I had great plans last night.  I got back from a long meeting, cooked dinner, and got in my workout clothes.  I decided to let my food digest for a bit before hitting the gym so I laid down to read a book for a bit.  Jenna has me getting back into my reading habit instead of laying down in front of the TV to rest. 🙂  I was really getting into my book and the next thing I knew it was on the floor and I was asleep with two dogs next to me.  Ooops.



I guess it’s all for the better because I have been running myself ragged the last few weeks with work and I want to be able to enjoy the rest of the week.  Who knew I would sleep for about 14 hours.  But hey…it’s just me and Hunni (and the puppers of course) so I can do this and no one is going to be worried.  Besides Hunni had already eaten dinner and was able to play video games all night.



And the other good thing about this was I was going to go to the gym and walk in the hopes that my legs and butt that were still super sore from Boot Camp Steve’s killer workout on Monday would loosen up.  It was one of those walks that doesn’t exactly hurt like Oh My Gosh stop right now! but more like Please don’t do this we just want to sit still today.

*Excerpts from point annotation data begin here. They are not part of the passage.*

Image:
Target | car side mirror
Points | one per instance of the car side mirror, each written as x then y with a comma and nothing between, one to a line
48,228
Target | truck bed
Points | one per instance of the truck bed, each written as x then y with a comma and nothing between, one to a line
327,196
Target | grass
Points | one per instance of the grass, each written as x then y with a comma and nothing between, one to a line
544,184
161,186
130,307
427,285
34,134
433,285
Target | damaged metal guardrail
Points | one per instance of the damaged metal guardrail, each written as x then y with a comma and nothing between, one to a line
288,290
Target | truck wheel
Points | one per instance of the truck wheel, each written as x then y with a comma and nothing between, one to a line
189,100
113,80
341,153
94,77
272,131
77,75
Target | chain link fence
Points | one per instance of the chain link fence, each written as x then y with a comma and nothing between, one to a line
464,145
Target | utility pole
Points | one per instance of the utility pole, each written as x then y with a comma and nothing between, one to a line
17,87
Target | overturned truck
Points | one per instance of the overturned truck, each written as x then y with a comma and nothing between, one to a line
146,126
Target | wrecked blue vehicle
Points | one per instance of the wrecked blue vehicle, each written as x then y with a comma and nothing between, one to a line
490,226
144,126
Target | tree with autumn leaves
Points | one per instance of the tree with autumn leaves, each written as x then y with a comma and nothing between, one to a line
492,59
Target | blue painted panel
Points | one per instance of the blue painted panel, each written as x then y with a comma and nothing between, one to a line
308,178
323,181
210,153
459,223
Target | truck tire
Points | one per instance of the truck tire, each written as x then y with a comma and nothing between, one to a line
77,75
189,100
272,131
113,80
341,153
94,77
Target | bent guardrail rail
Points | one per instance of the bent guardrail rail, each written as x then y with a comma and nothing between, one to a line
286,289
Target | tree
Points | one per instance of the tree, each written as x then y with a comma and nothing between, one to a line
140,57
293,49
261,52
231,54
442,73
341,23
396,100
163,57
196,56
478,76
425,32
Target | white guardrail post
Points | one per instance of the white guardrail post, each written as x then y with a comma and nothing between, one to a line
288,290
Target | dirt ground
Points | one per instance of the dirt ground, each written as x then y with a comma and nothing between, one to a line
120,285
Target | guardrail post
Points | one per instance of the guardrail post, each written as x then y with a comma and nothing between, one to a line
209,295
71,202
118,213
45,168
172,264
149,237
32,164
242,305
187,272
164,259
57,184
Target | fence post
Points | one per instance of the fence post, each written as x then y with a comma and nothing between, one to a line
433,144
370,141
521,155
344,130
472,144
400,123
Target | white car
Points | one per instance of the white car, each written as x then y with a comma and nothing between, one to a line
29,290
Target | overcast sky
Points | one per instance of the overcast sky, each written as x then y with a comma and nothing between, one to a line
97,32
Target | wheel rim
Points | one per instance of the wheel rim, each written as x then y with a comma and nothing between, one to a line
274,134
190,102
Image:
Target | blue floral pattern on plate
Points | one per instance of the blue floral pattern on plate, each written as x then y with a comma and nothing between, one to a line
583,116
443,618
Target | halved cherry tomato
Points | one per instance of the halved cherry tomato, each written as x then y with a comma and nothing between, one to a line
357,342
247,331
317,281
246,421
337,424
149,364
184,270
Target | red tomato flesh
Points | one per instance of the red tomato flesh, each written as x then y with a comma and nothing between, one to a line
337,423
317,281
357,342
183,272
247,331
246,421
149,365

I was figuring movement would help make them forget all the one-legged squat things he had me do on Monday and expects me to do again on Friday.  Well technically he expects me to do them through the week but I might get some in today if he is lucky.  But after my “nap” I’m much less sore and I think I’ll actually be hitting the gym here in about an hour.  Oh the joys of a flexible schedule.



Sometimes I’m so wrapped up in what I’m currently doing I forget to do what my body truly needs.  Looks like my muscles and body truly needed rest last night and I work up much more refreshed today.  I know the have Intuitive Eating (which I am so bad at) so maybe I should develop Intuitive Sleeping because I’m pretty bad at that too.



Lately I’ve been pretty wrapped up in all that is going on in life that I have forgotten to even take care of myself.  Sure my knee is injured and I’ve used that as an excuse to not get in a workout…at all.  But after Boot Camp Steve kicked my butt on monday doing moves I used to be able to do without blinking I’m realizing I need to push harder to get to the gym.  Not necessarily harder at the gym but to at least get there and get a workout in even if it is just walking.  Not saying walking is bad but when you are used to running 5-6 miles it feels like a let down.  But my body feels let down when I don’t get anything in.  And I need to watch a bit more what I eat.  Just because I’m stressed doesn’t mean that an entire pint of Coconut Milk Ice cream will solve that.  I need to find a better way to handle it.  Enter back in the smaller workouts.



If I just listened to myself instead of shutting out the logical Cynthia who has some great ideas I might be better off.  Here’s to shutting up and just listening for a change.  I have a lot of words but I don’t have to spew them all on everyone or even myself.  I do have the ability to listen to my own good ideas instead of just pushing forward at lightning speed.



Do you sometimes need to just slow down and listen to yourself?